Josip Novakovich is now one of my favorite writers! This book managed to deal with some very tough issues in the Yugoslavian war while at the same time come off as one of the most humorous books I've read in literature since Mark Twain. Ivan Dolinar is the perfect picaro, and can I think be listed among that great international tradition. The death and afterlife of Ivan is some of the most imaginative and compelling storytelling I've read since García Márquez. As soon as I finished April Fools Day I rushed to find what else I could read from Novakovich. His short stories are just as clever and addicting. Josip Novakovich must be one of the most underrated writers out there. A great, original voice. Read him!

Truly Amazing

As in his short stories and essays, Novakovich places his protagonist in a series of impossible situations--then sits back and watches small truths about the way we are emerge. This is the mark of a truly great, humorous and sensitive writer. In his first novel, Novakovich proves he's tuned in to the human condition, not to mention how our history is one great cycle. April Fool's Day is a testament to the innate storytelling skill Novakovich brings to the table. April Fool's Day should be read by any serious reader or writer.
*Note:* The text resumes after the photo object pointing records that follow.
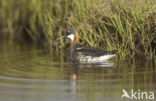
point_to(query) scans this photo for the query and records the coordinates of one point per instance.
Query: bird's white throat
(71, 36)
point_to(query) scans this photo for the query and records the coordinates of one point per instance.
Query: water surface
(29, 73)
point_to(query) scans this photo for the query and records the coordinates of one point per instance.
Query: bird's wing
(91, 51)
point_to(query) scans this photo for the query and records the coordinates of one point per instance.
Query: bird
(86, 54)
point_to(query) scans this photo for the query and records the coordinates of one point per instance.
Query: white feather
(83, 58)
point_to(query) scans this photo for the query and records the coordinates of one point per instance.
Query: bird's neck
(76, 40)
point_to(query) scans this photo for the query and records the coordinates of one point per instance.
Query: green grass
(127, 26)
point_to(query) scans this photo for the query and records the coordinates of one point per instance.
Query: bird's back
(81, 53)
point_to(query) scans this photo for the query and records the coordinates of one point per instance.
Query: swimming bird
(81, 53)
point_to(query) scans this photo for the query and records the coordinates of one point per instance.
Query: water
(28, 73)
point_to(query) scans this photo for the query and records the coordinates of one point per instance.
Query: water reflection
(32, 74)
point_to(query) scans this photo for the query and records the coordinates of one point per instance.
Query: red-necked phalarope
(81, 53)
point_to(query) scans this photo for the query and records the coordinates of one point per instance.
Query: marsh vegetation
(127, 26)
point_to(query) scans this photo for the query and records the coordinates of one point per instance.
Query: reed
(128, 26)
April Fools' Day: Birth, Life, Death, After-life...

Novakovich's prose has a brash clarity that moves pages and as a result April Fools' Day can be read cover-to-cover in one or two sittings. Let's just say that Ivan's not a boring guy, and in a market where the bulk of literary novels spend hundreds of snail pages negotiating the slightest quiver in the character's emotional landscape, Novakovich's Ivan seldom enjoys such a position of privilege or the meandering introspection that often comes along with it. Ivan's beaten and battered and on the move and Novakovich's deft employment of black and absurdist humor create a novel that reads like epic folklore. April Fools' Day, Josip Novakovich's first novel (he has several other books of essays and short stories)is full of Ivan - the kind of character who demands a novel coalesce around him. Ivan demands alot in this novel - alot that he never gets. He's the kid with grand gumption who derails a train and beats his younger brother with great relish and fears ghosts and horses and dreams big, he's the young man who watches his delusions of grandeur fade, he studies medicine, he smokes a cigar with Castro and eats what he's already eaten, and Ivan cannot for all his effort figure out how to negotiate those mysterious females. Ivan also goes to war and prison and gets married and grows older although maybe not wiser and dies and lives on... He does everything and nothing. He flickers from doer to hapless victim again and again and it's in these sections that I found myself rooting for Ivan the way I find myself rooting for myself sometimes - hoping for the best, putting my head down and going for it.